Supported by the UAE Ministry of Culture and commissioned by the Salama Bint Hamdan Al Nahyan Foundation, ‘Sites of Memory, Sites of Amnesia’ is a perfect global exposure to an artist of Al Saadi's reputation. However, he's no stranger to the Venice Biennale, as he has shown there before. El Fetouh says that Abdullah Al Saadi was a natural choice for the Venice showcase, as he is considered a key figure in the UAE art scene. "Abdullah is one of the pioneering conceptual artists who, in the 1980s, bolstered the contemporary art scene in the UAE and influenced a generation of artists in the whole region," remarks the curator. "Together with Hassan Sharif, Mohamed Ahmed Ibrahim, Mohamed Kazem, and others, he started conceptual art practices, challenged the norms, and paved the way for younger generations of artists and curators not only in the UAE but in many other countries in the region. Abdullah wrote his own biography in our exhibition book, telling all the stories of this period with images and lists of shows they did."

Photo: Ismail Noor
Photo: Ismail Noor

El Fetouh acknowledges that art originating from the UAE is garnering a lot of attention in the Western world today. The robust reception to the UAE pavilion at the prestigious Venice Biennale is further evidence of the Gulf's rising soft power.
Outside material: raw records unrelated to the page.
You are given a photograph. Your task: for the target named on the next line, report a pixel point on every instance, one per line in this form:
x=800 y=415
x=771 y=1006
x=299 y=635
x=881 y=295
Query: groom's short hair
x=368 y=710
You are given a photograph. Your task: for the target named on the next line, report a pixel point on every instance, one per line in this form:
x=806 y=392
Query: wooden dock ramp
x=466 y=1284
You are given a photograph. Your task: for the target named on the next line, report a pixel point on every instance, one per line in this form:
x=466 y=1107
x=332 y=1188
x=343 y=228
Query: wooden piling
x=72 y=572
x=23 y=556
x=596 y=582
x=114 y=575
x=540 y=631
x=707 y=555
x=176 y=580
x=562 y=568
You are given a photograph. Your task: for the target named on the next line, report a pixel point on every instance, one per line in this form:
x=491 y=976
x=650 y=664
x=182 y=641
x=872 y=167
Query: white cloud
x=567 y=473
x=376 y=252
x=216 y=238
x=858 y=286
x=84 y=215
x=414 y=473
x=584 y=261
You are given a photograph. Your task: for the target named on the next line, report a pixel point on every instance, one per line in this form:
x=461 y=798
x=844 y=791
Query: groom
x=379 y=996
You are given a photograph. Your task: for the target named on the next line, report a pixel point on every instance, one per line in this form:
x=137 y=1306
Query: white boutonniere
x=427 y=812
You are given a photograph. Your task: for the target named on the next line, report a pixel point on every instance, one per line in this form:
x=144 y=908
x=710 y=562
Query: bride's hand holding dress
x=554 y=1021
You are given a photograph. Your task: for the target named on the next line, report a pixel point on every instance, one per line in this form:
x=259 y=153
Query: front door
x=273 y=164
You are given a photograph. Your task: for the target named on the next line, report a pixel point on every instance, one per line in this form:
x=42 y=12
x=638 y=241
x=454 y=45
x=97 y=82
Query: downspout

As someone shaping the Middle-Eastern art world himself, El Fetouh is equally proud of the flourishing art scene back home.

"UAE has become an important centre of knowledge in the region, with many artists, curators, exhibitions, and initiatives. Major museums are being built in Abu Dhabi. We have leading art fairs such as Art Dubai and Abu Dhabi Art, in addition, to the Sharjah Biennial and blockbuster exhibitions at Sharjah Art Foundation. Al Serkal Avenue in Dubai, with all its initiatives, organisations and foundations is a vibrant space. And then, there were all the new public art programming that I was privileged to start in Expo Dubai 2020. Many others have followed since," he explains. "It is a good moment for art in the region," he concludes, with a smile.

The 60th Venice Art Biennale opened on April 20 and will run until November 24, 2024.